Suburban Square is a 200,000 square foot lifestyle center in Ardmore, Pennsylvania, operated by B.L. England Properties and classified as an A+ asset. Opening in 1928, it holds a place among the oldest shopping centers in the United States. A significant redevelopment in the late 2010s expanded its mixed-use character and improved public spaces, producing an open-air format that functions as both a retail destination and a gathering point for the surrounding community.
Ardmore sits within Montgomery County, one of the most affluent counties in Pennsylvania, along the historic Main Line corridor west of Philadelphia. The trade area spans communities including Bryn Mawr, Haverford, Wynnewood, and Narberth, where household incomes and educational attainment run well above national averages. Philadelphia’s western suburbs generate consistent discretionary spending, supported by a professional and academic population anchored by institutions throughout the region.

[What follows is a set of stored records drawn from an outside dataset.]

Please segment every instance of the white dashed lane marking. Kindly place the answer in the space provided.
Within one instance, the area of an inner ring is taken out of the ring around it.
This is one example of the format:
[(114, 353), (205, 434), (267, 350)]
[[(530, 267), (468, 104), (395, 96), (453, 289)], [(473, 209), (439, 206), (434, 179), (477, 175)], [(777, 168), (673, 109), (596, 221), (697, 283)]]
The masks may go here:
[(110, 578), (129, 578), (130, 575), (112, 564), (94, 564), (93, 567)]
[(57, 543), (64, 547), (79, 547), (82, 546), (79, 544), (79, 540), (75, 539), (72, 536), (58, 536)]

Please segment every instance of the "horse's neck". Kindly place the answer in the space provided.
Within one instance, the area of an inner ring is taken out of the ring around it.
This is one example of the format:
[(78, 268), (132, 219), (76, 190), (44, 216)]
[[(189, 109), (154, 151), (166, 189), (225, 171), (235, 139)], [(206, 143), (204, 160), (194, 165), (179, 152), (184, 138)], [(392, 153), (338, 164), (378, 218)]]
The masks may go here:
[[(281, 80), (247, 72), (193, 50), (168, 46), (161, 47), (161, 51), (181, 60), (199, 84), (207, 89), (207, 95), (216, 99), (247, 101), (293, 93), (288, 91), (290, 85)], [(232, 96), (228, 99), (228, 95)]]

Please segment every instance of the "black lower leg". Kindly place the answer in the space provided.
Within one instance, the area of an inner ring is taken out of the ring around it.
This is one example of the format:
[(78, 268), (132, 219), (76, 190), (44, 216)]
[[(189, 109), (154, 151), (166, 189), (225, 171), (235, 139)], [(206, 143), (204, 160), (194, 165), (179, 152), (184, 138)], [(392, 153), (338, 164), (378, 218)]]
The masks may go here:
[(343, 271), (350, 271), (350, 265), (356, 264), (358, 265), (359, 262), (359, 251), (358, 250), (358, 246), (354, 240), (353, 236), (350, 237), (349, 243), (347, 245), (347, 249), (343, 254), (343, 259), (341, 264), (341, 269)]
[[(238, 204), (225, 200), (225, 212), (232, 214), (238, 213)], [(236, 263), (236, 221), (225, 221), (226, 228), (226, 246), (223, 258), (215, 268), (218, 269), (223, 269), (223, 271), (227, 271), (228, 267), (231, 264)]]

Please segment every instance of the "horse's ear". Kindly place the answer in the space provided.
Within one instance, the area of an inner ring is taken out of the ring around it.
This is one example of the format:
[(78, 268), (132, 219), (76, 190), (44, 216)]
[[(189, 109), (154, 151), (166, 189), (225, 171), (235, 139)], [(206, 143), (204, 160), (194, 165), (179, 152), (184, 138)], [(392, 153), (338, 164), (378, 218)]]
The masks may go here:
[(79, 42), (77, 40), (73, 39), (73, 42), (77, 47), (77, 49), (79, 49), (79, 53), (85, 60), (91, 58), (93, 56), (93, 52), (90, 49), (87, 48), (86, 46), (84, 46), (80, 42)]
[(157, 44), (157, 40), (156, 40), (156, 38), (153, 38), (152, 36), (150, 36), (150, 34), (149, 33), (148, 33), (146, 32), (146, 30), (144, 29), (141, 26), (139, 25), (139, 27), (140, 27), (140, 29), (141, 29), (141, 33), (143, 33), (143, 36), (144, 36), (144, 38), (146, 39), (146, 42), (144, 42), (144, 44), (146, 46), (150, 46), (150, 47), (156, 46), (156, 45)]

Suburban Square draws from this dense, high-income base while also pulling commuter traffic from the SEPTA Regional Rail station adjacent to the property, which connects Ardmore directly to Center City Philadelphia.
The confirmed anchors span activewear, eyewear, beauty, apparel, and home furnishings, with lululemon, Warby Parker, Sephora, Urban Outfitters, and West Elm establishing the range of the tenant mix. These brands cover a consumer who prioritizes product quality, brand identity, and the in-store experience over price-driven shopping. The open-air format reinforces this by allowing each retailer to present with strong street-level visibility. Dining and service tenants extend dwell time beyond core shopping visits, and the mixed-use redevelopment supports a pattern of repeat, purpose-driven traffic rather than single-visit browsing.
For brands evaluating the Philadelphia metro, Suburban Square presents a concentrated entry point into Main Line spending power without the footprint or complexity of a traditional regional mall. The format rewards retailers whose store concepts work at human scale, with frontage and foot traffic that suit both established brands building suburban density and newer concepts entering the market for the first time. The absence of a traditional department store anchor means individual tenants carry more weight in driving their own traffic, which favors brands with a defined following and a clear reason to visit. Retailers in activewear, beauty, specialty food, home goods, and contemporary fashion have the strongest alignment with the existing tenant structure and the consumer profile this trade area consistently delivers.